待合所で腰を下ろし、周囲の話し声に耳を澄ます。周りのものたち話す話題と言えば、どこそこの道場の師匠が今日の試合の判事だとか、あそこの塾の先生が今日の筆記の採点者だとか、まるで事前に情報のやりとりがあったかのような様子だ。


そんなかれらから、少し離れた場所に座っていたアシムの隣に、座る男がいた。

その男は、一見、ほかのものと同じように、正装をしているように見えた。

しかしよくよく見てみると、その素材は麻でできており、仕立てはところどころがほつれていて、貧乏人が精一杯、上流の人間に見た目を近づけようと努力したものだとわかる。


それがわかると、上流の持ち物に似せた麻の衣服はかえって物悲しく、貧乏くさく見える。

その服を身にまとった男も、切りそろえ、整えてはいるものの、齢の割に禿げあがった頭。脂をぬって、つややかには見せているが、やせこけた頬。小柄で貧相な体つき。

どう見ても街の下層、それも最下層に住む人種だ。男はアシムの隣に座り、アシムが何か言うのも構わずに、独り言のように話しはじめた。


「あんた、おれの同類だな。この試験の情報、どうやって買ったんだ。」

「同類とは、どういうことだ。」


アシムが聞くと、ひくっと、ひきつけをおこしたように息をのんでから、男は言った。


「周りを見て、わかんねぇのか。おれと、あんたは、どう見たって本来、この試験を受けるべき人種じゃねえんだよ。」


男が言うには、こういうことだという。

太子たちに、英雄ケルゥのような人材を集めよ、と司長は言った。しかし、組織というものは、その長がすべてを動かしているわけではなく、その下、澱のように積み重なった、実務者たちによって動かされる。

そうした実務者たちは、長の意向をくみつつも、巧妙に自分たちの意図を組織の行動に織り込む。この場合、大多数の街の民の感情と同じく、この衛兵試験を運営する実務者たちは、『司』によそ者を入れたくなかった。

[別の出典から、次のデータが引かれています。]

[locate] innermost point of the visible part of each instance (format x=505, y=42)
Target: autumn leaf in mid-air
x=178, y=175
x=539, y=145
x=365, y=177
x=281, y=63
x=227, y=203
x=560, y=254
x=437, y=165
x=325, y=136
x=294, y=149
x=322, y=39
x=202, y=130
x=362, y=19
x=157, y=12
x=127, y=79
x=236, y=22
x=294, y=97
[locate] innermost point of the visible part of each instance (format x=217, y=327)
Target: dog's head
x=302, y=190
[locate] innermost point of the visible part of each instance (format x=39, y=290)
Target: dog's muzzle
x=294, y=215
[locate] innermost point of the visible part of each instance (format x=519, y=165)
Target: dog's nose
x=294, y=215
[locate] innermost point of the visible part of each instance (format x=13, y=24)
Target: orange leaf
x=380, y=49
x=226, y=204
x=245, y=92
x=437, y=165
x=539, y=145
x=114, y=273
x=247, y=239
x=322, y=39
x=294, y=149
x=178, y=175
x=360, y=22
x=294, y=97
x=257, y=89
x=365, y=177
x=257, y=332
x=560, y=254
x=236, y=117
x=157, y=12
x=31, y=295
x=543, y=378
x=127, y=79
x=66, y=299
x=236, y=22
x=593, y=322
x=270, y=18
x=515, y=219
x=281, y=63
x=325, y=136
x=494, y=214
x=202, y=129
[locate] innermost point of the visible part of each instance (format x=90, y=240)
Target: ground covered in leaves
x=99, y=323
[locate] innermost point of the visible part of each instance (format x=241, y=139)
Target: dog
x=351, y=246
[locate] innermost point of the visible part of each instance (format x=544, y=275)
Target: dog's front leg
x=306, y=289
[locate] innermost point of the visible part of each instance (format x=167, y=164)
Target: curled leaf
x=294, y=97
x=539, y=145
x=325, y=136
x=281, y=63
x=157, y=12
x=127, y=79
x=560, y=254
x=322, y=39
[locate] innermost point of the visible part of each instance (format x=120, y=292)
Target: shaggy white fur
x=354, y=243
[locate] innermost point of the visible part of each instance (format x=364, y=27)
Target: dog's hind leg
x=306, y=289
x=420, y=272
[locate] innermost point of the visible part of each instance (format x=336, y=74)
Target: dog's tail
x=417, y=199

「と、なると、あとは簡単さ。まずこの試験の存在自体を、えらい奴らの知り合いだけに知らせる。ほかには情報を漏らさない。すると応募の時点で、奴らの思いどおりになる。」


男はそう言うと、ケッと悪態をついた。


「おれは高い金を払って、この試験についての情報を買ったんだ。周りを見てみろよ。上流の坊ちゃん顔ばっかりだ。試験だって、あいつらに都合のいいように仕組まれているに決まっている。あいつらはおれたちのことを、屁とも思っていないぜ。」


それから少し、尊大な言い方で。


「だが、みとけよ。おれはクミルってんだ――この名前を憶えとけ。試験の最後に必ず、合格者として読み上げられる名前だからな。おれは必ず、あいつらに吠え面かかしてやる。剣術試験さえ通過できれば、なんたっておれには、秘策があるからな――」



クミルがそう一息に言ったとき、にわかに練兵所の一角が騒がしくなった。


アシムが見ると、痩せて、厳しそうな眼をした女性を先頭にして、ぞろぞろと男女が入ってきた。そのだれもが、これぞ貴人、というような空気をまとい、隣の男が着ている物悲しい麻の服を千枚以上の価値のありそうな、豪華な服を着ている。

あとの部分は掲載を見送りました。